Brightly wrapped chocalates
await the rest of dinner.

Elder McKinney & I had traveled by onibus to Guarapuava a day ahead to help in any way that we could.  We were able to wash, cut, cook, cleanup, and then start over again.  Most of you that have done this type of cooking have an idea what the drill is like.  What I had not imagined was trying to fit all of the trimmings in a very small refrigerator. That is all that is allowed senior couples in our mission.  The Davis’ did a magic trick getting everything in fridge and freezer only leaving three covered pies on the table overnight. 

We cut up, cooked, peeled, and sliced the sweet potatoes the day before but the mashed potatoes had to wait ‘til morning.  Though most stoves are equally as small as the refrigerator, the Davis’ have one that twice the size of mine.  Still there is only one rack and it was good that the two turkeys were smaller or the height would have brushed the top of the oven.  We cooked potatoes and corn on top while turkey and dressing moved out to make way for berry tort.  The slow cooker was used for the sweet potatoes.  No rolls since there was not room or time.  The giblet broth was used in the dressing along with onions, celery, cubed bread, bacon and sausage – all part of the Davis family recipe.  Apple pies were prepared with crisscross tops.

Classy marshmallows
Just as lemons look like oranges but taste like lemons; the sweet potatoes had red potato like peels with white insides though they have the standard shape and taste.
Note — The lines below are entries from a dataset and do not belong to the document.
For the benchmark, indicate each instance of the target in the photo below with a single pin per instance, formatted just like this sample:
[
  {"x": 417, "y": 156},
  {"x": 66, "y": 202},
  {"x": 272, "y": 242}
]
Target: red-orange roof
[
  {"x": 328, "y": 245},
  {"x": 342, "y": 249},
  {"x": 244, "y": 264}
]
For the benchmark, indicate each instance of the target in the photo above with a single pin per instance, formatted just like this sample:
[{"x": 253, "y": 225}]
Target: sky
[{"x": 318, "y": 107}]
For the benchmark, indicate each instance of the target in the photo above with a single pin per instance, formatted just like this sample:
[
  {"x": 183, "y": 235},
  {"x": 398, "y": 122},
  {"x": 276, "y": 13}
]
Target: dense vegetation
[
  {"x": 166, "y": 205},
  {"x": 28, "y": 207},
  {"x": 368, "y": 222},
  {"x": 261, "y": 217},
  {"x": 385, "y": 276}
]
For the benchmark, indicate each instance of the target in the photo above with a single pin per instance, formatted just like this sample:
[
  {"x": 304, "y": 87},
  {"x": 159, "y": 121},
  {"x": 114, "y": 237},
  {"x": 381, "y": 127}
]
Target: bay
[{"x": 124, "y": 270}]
The marshmallows here are assorted colors, not white.   

The cooking and overnight stay were made more interesting by a rain storm and several power outages.  We were glad to have completed the hour long seminary class we attended and that the pies were cooking in a gas stove.  We continued preparations until the length of the next outage sent us to bed by flashlight.

This is a new apartment for the Davis’ last five months of their mission. Their old landlord decided not to renew their contract and move back into their leased home himself.  The Elders and the Branch president moved them using farm crates and his truck.  They have a larger, but more expensive, apartment.  They had purchase a second-hand table and six chairs.  By adding these to 4 chairs and coaches everyone was seated and able to eat off paper plates on their laps.  The food was so good that it was pretty quiet for a while. 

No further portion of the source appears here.